ECLI:NL:GHAMS:2024:916
Gerechtshof Amsterdam
- Hoger beroep
- Rechtspraak.nl
Tussenarrest inzake hoger beroep tegen vonnis van de politierechter in de strafzaak betreffende dierenwelzijn
Dit tussenarrest van het gerechtshof Amsterdam is gewezen in het kader van het hoger beroep tegen een vonnis van de politierechter in de rechtbank Noord-Holland, dat op 15 juni 2023 werd uitgesproken in de strafzaak met parketnummer 15-324038-22. De verdachte, geboren in 1970, heeft hoger beroep ingesteld tegen dit vonnis. Tijdens de zitting op 26 maart 2024 heeft het hof kennisgenomen van de vordering van de advocaat-generaal en de argumenten van de raadsman.
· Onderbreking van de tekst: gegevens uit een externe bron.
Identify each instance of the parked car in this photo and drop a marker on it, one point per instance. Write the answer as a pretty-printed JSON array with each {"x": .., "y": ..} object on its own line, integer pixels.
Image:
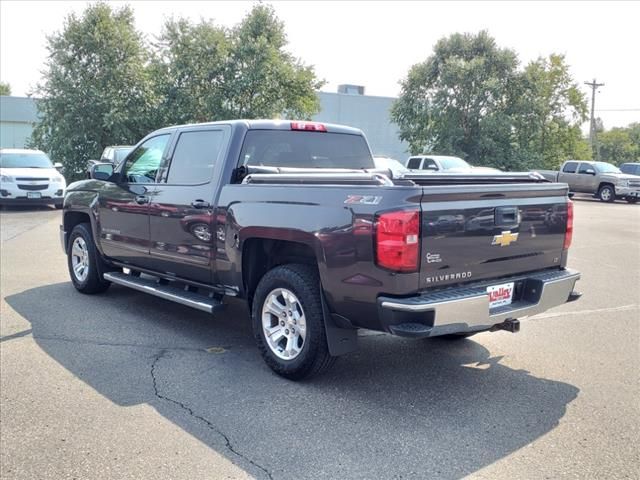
[
  {"x": 397, "y": 169},
  {"x": 630, "y": 168},
  {"x": 444, "y": 163},
  {"x": 604, "y": 180},
  {"x": 290, "y": 217},
  {"x": 28, "y": 177},
  {"x": 113, "y": 154}
]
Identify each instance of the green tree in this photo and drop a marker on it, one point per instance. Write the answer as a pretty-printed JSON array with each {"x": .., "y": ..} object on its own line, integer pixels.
[
  {"x": 548, "y": 109},
  {"x": 96, "y": 89},
  {"x": 456, "y": 101},
  {"x": 620, "y": 145},
  {"x": 188, "y": 71},
  {"x": 206, "y": 72}
]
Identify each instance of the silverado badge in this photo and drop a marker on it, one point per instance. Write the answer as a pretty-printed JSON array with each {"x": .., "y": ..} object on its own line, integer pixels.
[{"x": 505, "y": 238}]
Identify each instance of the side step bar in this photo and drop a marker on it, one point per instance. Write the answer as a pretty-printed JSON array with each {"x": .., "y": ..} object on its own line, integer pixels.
[{"x": 168, "y": 292}]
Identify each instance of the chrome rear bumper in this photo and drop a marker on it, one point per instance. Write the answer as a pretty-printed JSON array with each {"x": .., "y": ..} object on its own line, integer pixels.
[{"x": 466, "y": 309}]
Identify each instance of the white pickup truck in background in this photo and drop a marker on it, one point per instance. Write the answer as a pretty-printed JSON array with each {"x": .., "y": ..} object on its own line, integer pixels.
[{"x": 604, "y": 180}]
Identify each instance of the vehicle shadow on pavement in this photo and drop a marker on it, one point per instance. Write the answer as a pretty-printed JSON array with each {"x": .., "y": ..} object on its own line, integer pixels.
[{"x": 395, "y": 409}]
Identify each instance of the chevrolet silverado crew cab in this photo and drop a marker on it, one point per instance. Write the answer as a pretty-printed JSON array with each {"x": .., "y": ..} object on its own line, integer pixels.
[
  {"x": 603, "y": 180},
  {"x": 294, "y": 218}
]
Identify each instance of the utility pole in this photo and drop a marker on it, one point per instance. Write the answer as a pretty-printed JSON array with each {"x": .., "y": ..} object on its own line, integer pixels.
[{"x": 593, "y": 135}]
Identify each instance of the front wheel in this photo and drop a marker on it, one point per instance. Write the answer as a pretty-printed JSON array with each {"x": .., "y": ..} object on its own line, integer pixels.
[
  {"x": 606, "y": 194},
  {"x": 84, "y": 260},
  {"x": 288, "y": 324}
]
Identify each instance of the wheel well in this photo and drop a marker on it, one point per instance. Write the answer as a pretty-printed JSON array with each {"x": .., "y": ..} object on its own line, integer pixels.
[
  {"x": 71, "y": 219},
  {"x": 259, "y": 255}
]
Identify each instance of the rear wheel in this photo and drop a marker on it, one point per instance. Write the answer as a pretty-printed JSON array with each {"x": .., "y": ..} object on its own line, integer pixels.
[
  {"x": 84, "y": 261},
  {"x": 606, "y": 194},
  {"x": 288, "y": 324}
]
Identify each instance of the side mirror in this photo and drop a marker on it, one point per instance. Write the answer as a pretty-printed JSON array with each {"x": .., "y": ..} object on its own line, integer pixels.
[{"x": 101, "y": 171}]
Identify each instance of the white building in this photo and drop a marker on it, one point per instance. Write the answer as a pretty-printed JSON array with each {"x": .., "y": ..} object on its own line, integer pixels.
[{"x": 350, "y": 107}]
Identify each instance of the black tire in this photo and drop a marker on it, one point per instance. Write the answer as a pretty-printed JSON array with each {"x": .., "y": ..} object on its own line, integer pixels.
[
  {"x": 303, "y": 282},
  {"x": 607, "y": 194},
  {"x": 93, "y": 282}
]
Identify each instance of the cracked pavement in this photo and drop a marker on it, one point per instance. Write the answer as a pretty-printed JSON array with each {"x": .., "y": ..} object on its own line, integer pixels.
[{"x": 123, "y": 385}]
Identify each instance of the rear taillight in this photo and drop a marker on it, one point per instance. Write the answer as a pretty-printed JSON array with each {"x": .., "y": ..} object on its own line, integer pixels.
[
  {"x": 568, "y": 236},
  {"x": 397, "y": 240},
  {"x": 308, "y": 126}
]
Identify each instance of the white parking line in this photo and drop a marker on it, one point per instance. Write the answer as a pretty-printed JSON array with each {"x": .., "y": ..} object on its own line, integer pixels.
[{"x": 621, "y": 308}]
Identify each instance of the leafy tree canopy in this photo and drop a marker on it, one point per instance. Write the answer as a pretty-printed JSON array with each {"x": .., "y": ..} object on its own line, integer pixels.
[
  {"x": 96, "y": 89},
  {"x": 207, "y": 72},
  {"x": 470, "y": 99}
]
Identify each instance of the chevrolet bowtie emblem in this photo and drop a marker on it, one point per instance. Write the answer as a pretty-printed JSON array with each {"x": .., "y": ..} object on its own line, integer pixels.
[{"x": 504, "y": 239}]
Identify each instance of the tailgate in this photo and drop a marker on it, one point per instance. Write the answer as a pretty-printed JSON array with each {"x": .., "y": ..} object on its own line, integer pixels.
[{"x": 476, "y": 232}]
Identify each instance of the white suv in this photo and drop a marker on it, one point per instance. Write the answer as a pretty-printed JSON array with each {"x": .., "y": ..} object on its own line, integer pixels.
[{"x": 27, "y": 177}]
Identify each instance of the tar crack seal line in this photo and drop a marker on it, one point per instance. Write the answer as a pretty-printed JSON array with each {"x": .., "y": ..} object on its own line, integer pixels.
[{"x": 187, "y": 409}]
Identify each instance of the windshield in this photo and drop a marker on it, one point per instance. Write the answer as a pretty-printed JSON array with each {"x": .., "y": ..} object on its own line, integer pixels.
[
  {"x": 450, "y": 163},
  {"x": 391, "y": 164},
  {"x": 121, "y": 153},
  {"x": 24, "y": 160},
  {"x": 604, "y": 167},
  {"x": 298, "y": 149}
]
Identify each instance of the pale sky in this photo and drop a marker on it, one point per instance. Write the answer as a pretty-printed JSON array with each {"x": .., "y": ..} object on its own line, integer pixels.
[{"x": 375, "y": 43}]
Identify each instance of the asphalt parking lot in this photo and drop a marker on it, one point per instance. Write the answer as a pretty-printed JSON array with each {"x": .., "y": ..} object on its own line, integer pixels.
[{"x": 123, "y": 385}]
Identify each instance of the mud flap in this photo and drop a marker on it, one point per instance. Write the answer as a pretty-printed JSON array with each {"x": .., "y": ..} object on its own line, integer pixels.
[{"x": 340, "y": 340}]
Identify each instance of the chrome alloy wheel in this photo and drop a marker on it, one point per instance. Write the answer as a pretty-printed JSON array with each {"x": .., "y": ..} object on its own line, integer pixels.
[
  {"x": 283, "y": 323},
  {"x": 80, "y": 259}
]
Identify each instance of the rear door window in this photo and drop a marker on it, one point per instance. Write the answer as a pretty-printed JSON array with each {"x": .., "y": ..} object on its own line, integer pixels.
[
  {"x": 584, "y": 167},
  {"x": 195, "y": 156},
  {"x": 299, "y": 149},
  {"x": 429, "y": 164},
  {"x": 414, "y": 163}
]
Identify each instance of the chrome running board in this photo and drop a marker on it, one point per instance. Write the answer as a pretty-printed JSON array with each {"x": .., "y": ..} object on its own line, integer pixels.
[{"x": 189, "y": 298}]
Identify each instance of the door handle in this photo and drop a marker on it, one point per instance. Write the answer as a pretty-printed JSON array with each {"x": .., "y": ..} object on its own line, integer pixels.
[{"x": 200, "y": 204}]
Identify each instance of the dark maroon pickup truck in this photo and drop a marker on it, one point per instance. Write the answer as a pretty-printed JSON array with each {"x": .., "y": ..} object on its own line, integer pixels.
[{"x": 294, "y": 218}]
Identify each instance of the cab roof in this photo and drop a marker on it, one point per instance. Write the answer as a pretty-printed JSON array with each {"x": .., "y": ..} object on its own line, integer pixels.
[{"x": 269, "y": 124}]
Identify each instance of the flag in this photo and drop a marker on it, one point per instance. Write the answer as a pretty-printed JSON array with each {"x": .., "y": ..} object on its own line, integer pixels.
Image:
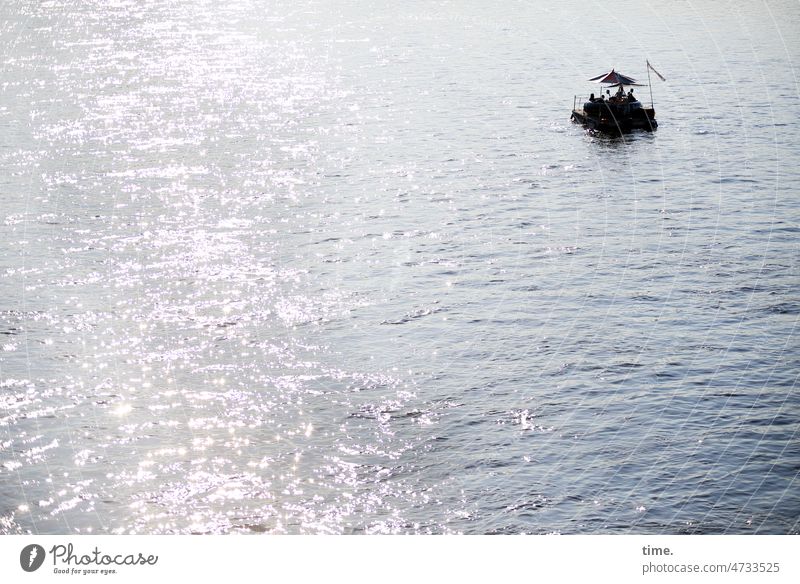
[{"x": 660, "y": 76}]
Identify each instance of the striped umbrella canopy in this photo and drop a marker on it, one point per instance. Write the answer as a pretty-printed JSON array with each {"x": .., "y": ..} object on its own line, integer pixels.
[{"x": 614, "y": 78}]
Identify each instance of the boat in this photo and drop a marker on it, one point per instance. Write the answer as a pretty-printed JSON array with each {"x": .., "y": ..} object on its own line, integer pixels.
[{"x": 616, "y": 113}]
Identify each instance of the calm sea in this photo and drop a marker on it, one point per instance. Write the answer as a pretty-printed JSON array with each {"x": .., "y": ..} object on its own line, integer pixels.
[{"x": 347, "y": 267}]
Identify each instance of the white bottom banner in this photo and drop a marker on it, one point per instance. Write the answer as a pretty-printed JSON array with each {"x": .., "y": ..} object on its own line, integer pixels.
[{"x": 390, "y": 559}]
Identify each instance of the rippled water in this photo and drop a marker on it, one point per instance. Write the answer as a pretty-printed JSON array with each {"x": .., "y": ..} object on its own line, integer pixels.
[{"x": 308, "y": 267}]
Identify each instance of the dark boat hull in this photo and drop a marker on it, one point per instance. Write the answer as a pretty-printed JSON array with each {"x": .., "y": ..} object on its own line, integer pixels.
[{"x": 612, "y": 122}]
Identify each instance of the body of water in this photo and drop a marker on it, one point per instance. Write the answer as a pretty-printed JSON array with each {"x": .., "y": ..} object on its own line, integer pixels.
[{"x": 347, "y": 267}]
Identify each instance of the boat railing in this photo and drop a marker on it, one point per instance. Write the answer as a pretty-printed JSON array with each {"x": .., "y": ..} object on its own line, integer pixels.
[{"x": 579, "y": 100}]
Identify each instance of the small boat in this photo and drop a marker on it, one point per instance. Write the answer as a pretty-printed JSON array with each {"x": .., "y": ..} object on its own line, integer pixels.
[{"x": 617, "y": 113}]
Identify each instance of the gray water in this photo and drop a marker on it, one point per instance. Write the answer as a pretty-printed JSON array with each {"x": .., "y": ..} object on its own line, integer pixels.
[{"x": 347, "y": 267}]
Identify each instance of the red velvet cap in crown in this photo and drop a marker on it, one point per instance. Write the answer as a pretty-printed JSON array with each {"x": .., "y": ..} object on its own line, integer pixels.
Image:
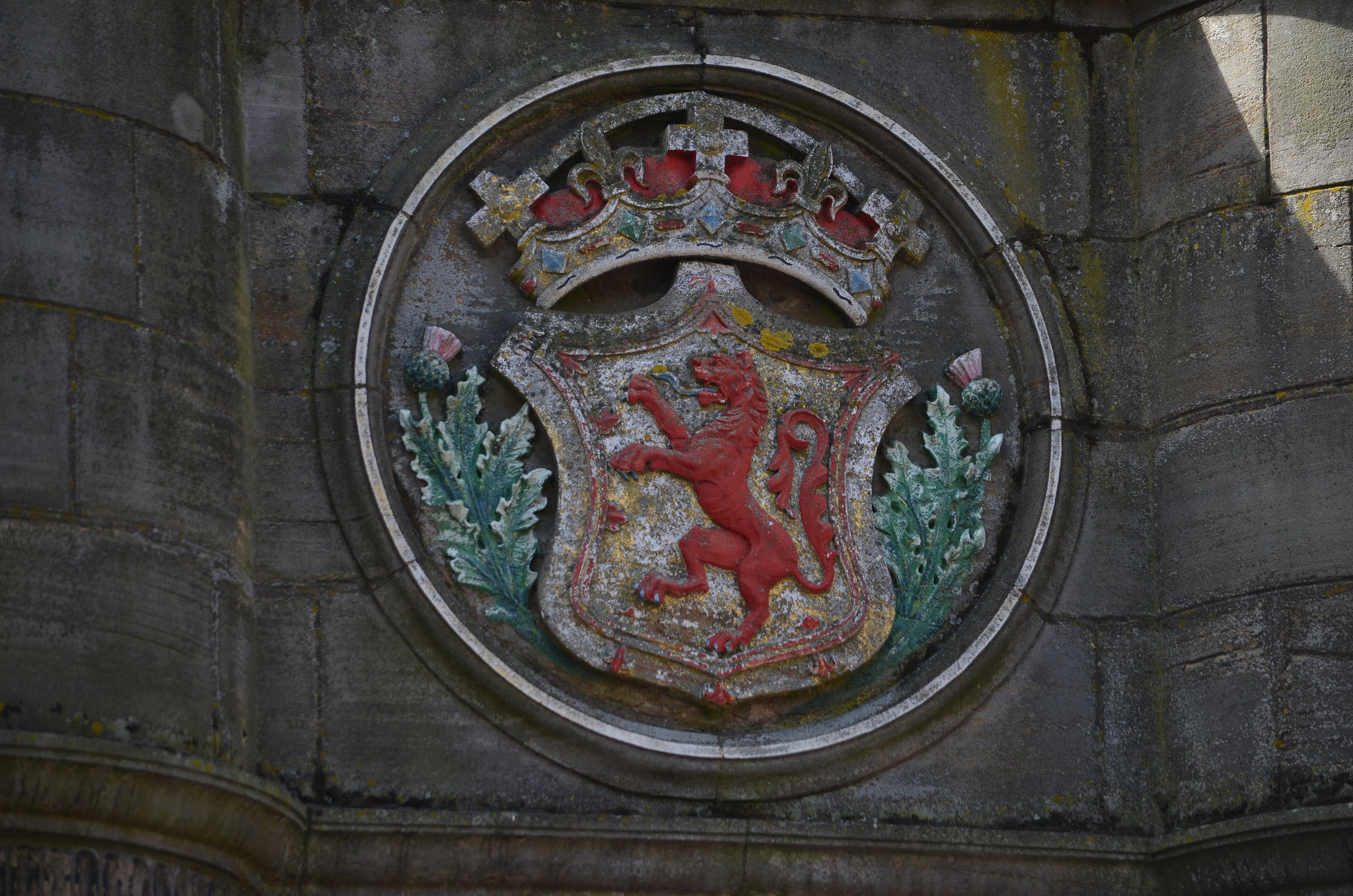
[{"x": 701, "y": 193}]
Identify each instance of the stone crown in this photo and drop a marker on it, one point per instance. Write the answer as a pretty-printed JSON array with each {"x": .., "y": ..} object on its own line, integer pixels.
[{"x": 700, "y": 193}]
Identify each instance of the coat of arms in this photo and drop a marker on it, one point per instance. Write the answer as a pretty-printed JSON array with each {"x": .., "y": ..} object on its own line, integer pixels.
[
  {"x": 715, "y": 518},
  {"x": 719, "y": 529}
]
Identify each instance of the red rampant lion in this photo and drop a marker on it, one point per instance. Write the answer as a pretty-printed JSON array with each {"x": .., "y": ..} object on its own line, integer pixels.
[{"x": 717, "y": 461}]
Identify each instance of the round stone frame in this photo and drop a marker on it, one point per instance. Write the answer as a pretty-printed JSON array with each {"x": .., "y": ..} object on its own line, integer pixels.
[{"x": 647, "y": 759}]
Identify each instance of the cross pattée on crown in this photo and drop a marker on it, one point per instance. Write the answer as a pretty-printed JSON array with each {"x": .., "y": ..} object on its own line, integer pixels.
[
  {"x": 506, "y": 205},
  {"x": 706, "y": 135}
]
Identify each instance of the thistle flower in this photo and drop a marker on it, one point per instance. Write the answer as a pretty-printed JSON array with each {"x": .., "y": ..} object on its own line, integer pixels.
[
  {"x": 981, "y": 396},
  {"x": 428, "y": 369}
]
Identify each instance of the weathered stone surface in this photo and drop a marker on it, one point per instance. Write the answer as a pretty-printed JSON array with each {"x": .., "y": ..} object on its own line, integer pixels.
[
  {"x": 1315, "y": 728},
  {"x": 1034, "y": 718},
  {"x": 1129, "y": 722},
  {"x": 1202, "y": 148},
  {"x": 1255, "y": 500},
  {"x": 1310, "y": 64},
  {"x": 1099, "y": 285},
  {"x": 1220, "y": 740},
  {"x": 36, "y": 437},
  {"x": 1113, "y": 178},
  {"x": 161, "y": 436},
  {"x": 392, "y": 734},
  {"x": 1248, "y": 302},
  {"x": 1013, "y": 106},
  {"x": 290, "y": 699},
  {"x": 302, "y": 552},
  {"x": 71, "y": 872},
  {"x": 369, "y": 68},
  {"x": 274, "y": 98},
  {"x": 69, "y": 230},
  {"x": 96, "y": 57},
  {"x": 1111, "y": 573},
  {"x": 290, "y": 252},
  {"x": 290, "y": 484},
  {"x": 190, "y": 218},
  {"x": 110, "y": 633}
]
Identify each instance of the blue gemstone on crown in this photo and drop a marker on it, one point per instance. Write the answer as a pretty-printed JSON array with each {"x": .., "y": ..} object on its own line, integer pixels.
[{"x": 554, "y": 261}]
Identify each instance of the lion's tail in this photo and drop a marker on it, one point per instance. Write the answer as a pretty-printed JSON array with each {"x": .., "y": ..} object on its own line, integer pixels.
[{"x": 812, "y": 507}]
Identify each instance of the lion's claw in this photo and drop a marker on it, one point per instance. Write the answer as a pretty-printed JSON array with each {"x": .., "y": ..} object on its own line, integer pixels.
[
  {"x": 725, "y": 642},
  {"x": 654, "y": 588}
]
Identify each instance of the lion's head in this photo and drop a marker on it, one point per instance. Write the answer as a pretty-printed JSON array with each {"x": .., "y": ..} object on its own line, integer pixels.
[{"x": 734, "y": 379}]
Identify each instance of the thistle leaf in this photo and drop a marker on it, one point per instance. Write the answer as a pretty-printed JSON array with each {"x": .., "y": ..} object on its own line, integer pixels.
[
  {"x": 930, "y": 521},
  {"x": 486, "y": 504}
]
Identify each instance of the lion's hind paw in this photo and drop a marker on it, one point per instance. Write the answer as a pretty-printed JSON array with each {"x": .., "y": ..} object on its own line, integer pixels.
[{"x": 727, "y": 642}]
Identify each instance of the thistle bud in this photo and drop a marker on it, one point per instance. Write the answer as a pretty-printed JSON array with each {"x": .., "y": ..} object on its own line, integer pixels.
[
  {"x": 981, "y": 396},
  {"x": 428, "y": 369}
]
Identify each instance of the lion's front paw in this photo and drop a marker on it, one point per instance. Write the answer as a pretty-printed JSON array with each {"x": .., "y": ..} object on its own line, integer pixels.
[
  {"x": 654, "y": 588},
  {"x": 641, "y": 390},
  {"x": 630, "y": 458}
]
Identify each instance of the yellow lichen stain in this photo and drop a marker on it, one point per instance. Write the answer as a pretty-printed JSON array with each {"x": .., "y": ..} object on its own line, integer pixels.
[{"x": 996, "y": 71}]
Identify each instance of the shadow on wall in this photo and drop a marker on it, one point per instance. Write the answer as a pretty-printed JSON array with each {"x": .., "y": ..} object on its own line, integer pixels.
[{"x": 1238, "y": 300}]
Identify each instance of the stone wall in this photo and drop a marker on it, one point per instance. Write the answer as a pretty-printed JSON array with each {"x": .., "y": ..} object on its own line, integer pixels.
[{"x": 196, "y": 671}]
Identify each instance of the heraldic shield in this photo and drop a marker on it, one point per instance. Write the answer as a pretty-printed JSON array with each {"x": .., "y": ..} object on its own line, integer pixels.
[{"x": 716, "y": 525}]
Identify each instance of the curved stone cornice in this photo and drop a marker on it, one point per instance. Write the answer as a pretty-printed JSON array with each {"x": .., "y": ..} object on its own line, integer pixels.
[{"x": 85, "y": 792}]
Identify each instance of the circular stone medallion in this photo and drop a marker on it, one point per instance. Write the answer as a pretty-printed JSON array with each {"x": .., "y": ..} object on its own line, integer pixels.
[{"x": 694, "y": 422}]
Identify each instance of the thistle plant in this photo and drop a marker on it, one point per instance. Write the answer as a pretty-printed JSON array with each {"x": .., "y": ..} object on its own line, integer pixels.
[
  {"x": 484, "y": 500},
  {"x": 932, "y": 522}
]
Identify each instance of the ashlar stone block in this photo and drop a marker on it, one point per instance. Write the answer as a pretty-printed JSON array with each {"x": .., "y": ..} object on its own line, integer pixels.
[
  {"x": 1255, "y": 500},
  {"x": 36, "y": 406},
  {"x": 192, "y": 249},
  {"x": 161, "y": 436},
  {"x": 95, "y": 55},
  {"x": 1310, "y": 94},
  {"x": 68, "y": 226},
  {"x": 1248, "y": 302},
  {"x": 107, "y": 633},
  {"x": 1220, "y": 724},
  {"x": 1041, "y": 720},
  {"x": 1200, "y": 147}
]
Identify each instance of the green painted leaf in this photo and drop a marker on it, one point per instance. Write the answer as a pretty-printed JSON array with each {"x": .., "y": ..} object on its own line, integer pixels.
[
  {"x": 930, "y": 522},
  {"x": 485, "y": 503}
]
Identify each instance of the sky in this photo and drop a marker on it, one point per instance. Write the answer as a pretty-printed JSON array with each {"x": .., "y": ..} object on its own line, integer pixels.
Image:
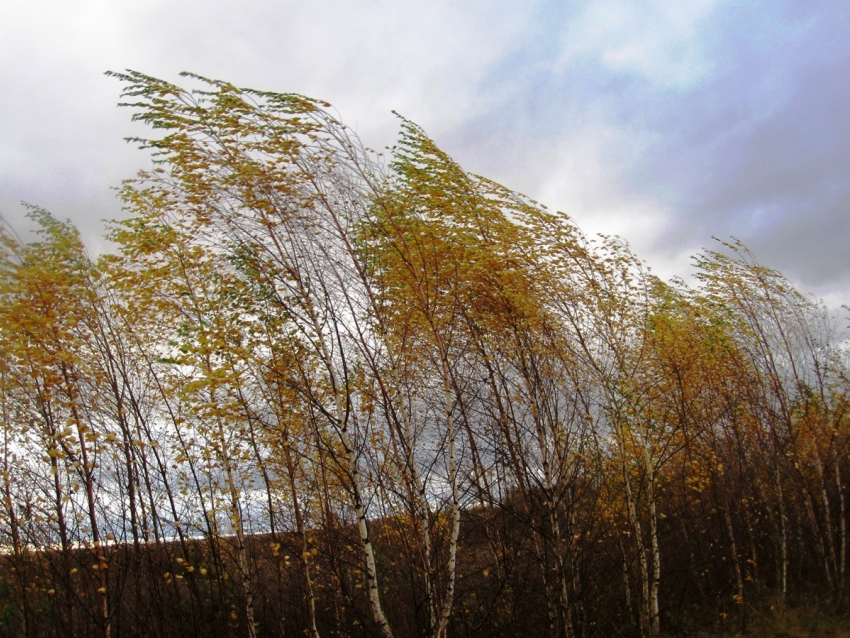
[{"x": 667, "y": 123}]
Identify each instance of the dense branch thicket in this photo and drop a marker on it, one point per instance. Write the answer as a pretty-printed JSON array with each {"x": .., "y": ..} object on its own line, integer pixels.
[{"x": 314, "y": 391}]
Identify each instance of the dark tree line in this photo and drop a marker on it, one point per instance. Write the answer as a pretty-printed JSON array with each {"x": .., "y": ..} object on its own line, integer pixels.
[{"x": 320, "y": 391}]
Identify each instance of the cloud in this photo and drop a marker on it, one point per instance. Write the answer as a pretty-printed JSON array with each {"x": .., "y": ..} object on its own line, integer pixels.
[
  {"x": 655, "y": 40},
  {"x": 663, "y": 122}
]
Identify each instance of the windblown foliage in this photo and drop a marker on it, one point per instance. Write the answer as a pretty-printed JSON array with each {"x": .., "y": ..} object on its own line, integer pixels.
[{"x": 318, "y": 392}]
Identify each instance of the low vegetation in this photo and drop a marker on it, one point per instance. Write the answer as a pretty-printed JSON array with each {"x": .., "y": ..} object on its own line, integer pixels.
[{"x": 319, "y": 391}]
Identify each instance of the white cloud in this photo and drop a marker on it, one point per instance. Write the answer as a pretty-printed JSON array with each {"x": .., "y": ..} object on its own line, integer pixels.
[{"x": 657, "y": 39}]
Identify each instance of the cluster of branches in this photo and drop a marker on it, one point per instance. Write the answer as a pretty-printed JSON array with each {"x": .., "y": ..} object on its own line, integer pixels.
[{"x": 317, "y": 391}]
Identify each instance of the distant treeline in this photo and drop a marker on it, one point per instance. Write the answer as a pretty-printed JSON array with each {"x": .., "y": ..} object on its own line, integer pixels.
[{"x": 319, "y": 391}]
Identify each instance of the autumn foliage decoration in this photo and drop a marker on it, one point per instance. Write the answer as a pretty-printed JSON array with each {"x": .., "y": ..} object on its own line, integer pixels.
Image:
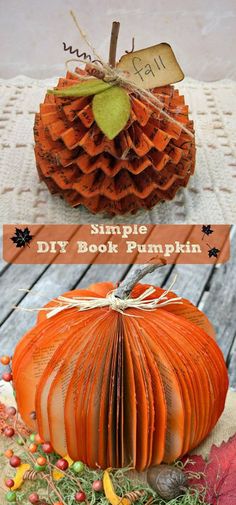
[
  {"x": 114, "y": 389},
  {"x": 144, "y": 162}
]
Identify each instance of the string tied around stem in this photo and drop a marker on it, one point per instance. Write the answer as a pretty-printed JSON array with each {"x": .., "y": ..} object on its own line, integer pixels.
[{"x": 108, "y": 72}]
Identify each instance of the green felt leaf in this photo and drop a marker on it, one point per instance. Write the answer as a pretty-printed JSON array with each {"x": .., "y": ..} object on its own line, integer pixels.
[
  {"x": 85, "y": 88},
  {"x": 111, "y": 110}
]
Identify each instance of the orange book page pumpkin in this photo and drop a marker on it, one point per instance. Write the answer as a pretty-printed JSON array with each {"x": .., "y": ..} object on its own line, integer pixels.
[
  {"x": 146, "y": 163},
  {"x": 115, "y": 389}
]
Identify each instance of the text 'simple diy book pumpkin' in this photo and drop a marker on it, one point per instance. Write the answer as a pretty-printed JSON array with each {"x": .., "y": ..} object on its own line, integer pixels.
[
  {"x": 144, "y": 161},
  {"x": 132, "y": 380}
]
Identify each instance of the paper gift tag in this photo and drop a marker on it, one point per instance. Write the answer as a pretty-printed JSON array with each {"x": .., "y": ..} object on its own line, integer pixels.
[{"x": 151, "y": 67}]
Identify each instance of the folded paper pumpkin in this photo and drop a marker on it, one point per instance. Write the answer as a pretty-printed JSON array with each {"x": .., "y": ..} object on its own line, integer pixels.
[
  {"x": 147, "y": 162},
  {"x": 115, "y": 389}
]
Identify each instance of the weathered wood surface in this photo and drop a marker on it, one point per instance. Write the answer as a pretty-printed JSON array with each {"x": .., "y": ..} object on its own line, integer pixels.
[{"x": 213, "y": 289}]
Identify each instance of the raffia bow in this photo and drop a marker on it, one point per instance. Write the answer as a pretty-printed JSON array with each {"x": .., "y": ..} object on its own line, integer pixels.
[{"x": 116, "y": 77}]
Het hof heeft vastgesteld dat er informatie van het openbaar ministerie is ontvangen over de status van het beslag op de hond van de verdachte, die mogelijk is vervreemd. Deze informatie is niet expliciet besproken tijdens de zitting, terwijl dit van belang is voor de beslissing in deze zaak. Daarom heeft het hof besloten het onderzoek te heropenen en te schorsen, met de opdracht om het onderzoek op een later te bepalen datum te hervatten. De verdachte en zijn raadsman zullen worden opgeroepen voor deze zitting. Het arrest is uitgesproken op 9 april 2024, waarbij mr. R.D. van Heffen, mr. B.E. Dijkers en mr. C. Beuze zitting hadden in de meervoudige strafkamer, met mr. B.K.M. Pouw als griffier. Van Heffen en Beuze waren niet in staat het arrest mede te ondertekenen.